Published
Christopher DeLaurenti
soft gradient
soft gradient is dedicated to Annea Lockwood in gratitude for her friendship and her music. Annea’s gift of a kempul gong recurs quietly in this piece.
Best heard on headphones, soft gradient reflects on the concept of the petit Bardo through multiple, often parallel presences – first through human movement in the soundscape and then by overlapping vestibules of abstract and concrete sound. What might be described as liminal polyphony is demarcated (or decentered) through passageways that are short (such vintage light switches and their tinkling bulbs recorded in France) or ever-elongating inharmonic clouds.
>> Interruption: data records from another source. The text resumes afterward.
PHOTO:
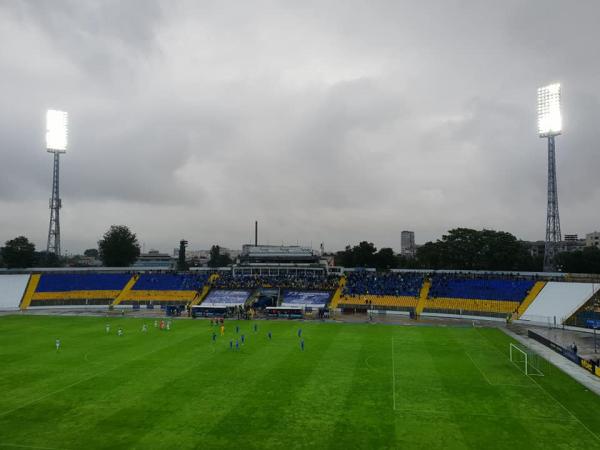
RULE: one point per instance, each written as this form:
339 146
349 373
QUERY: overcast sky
325 121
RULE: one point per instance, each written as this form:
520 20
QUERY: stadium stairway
423 294
34 280
338 293
205 290
119 298
533 293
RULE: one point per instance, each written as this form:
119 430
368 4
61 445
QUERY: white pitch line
564 407
492 416
488 380
393 377
4 444
547 393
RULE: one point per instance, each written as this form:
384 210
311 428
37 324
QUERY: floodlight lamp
56 130
549 116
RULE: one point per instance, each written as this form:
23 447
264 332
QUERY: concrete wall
558 300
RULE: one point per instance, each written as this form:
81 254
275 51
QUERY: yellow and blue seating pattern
90 288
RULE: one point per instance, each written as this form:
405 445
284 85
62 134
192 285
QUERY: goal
527 361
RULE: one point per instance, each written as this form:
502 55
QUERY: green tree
18 253
45 259
218 259
91 253
467 249
118 247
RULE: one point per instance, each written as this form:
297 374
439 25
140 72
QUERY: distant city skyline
330 122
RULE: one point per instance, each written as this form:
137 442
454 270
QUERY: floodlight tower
56 143
550 126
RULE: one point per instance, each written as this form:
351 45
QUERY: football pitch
354 386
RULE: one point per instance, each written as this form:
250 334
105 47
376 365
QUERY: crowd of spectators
399 284
306 282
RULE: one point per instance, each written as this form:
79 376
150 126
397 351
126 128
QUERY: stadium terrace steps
533 293
423 295
205 290
469 304
125 290
338 293
379 300
32 285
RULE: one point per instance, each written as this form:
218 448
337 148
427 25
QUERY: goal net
527 361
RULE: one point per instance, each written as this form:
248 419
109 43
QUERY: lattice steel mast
550 126
55 205
56 143
553 236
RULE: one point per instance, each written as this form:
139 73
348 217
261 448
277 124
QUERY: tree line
468 249
118 247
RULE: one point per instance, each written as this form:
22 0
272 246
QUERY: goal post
527 361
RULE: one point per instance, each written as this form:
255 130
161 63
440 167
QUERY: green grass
355 386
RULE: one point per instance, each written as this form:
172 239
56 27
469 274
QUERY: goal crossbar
518 356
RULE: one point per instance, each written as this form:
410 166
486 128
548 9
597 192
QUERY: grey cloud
327 121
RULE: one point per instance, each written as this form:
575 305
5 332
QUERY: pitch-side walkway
589 380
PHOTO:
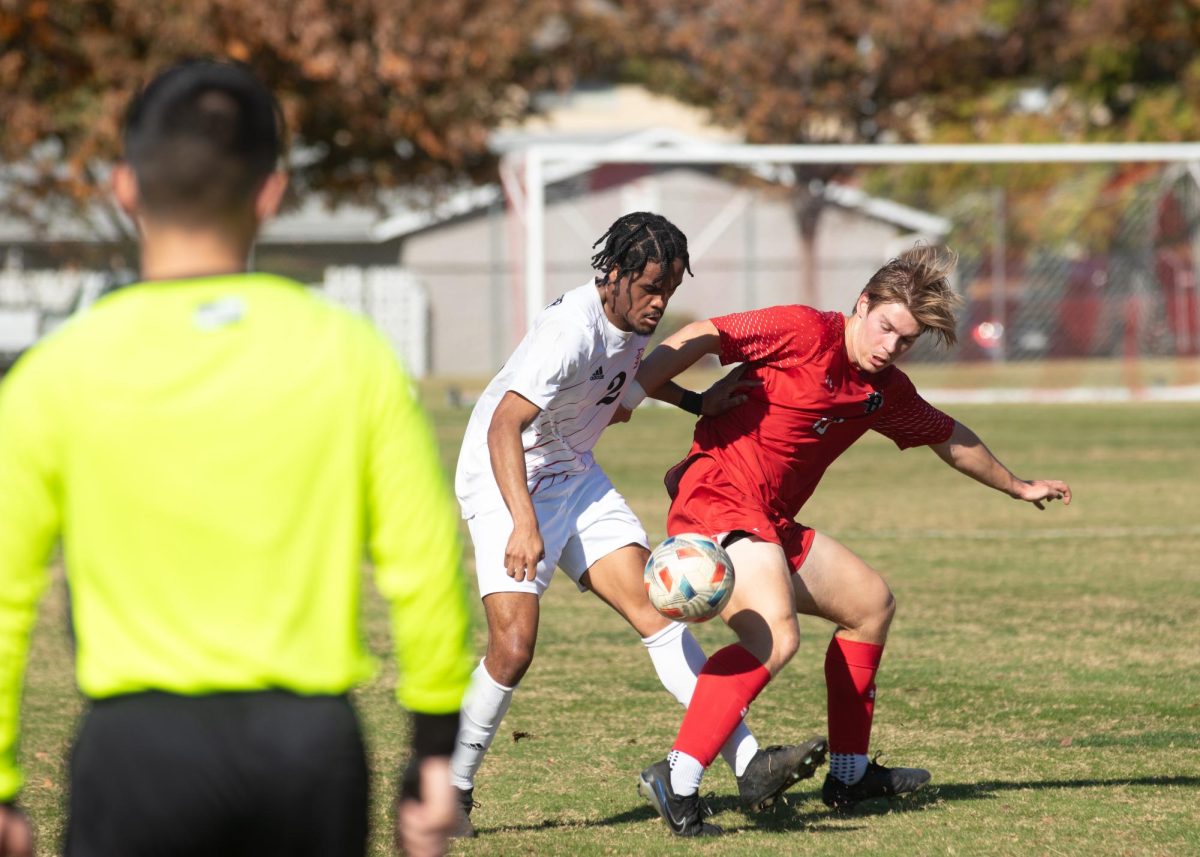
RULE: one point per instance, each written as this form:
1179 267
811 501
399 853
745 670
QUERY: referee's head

I made all of the field recordings in soft gradient, from a gritty, lo-fi childhood recording of church bells (circa 1977) to recent efforts with binaural microphones. Everything else––instruments (found and traditional), improvised electronics, treated magnetic tape, etc. ––was performed and composed by me from 2022 to 2024 with two exceptions: I borrowed the motorbike and tolling bells from Les deux églises de Montmorillon, 9 pm which I recorded in 1997 (and appears on the Deep Wireless 5 CD released by New Adventures in Sound Art) and “soft gradient (fragment).”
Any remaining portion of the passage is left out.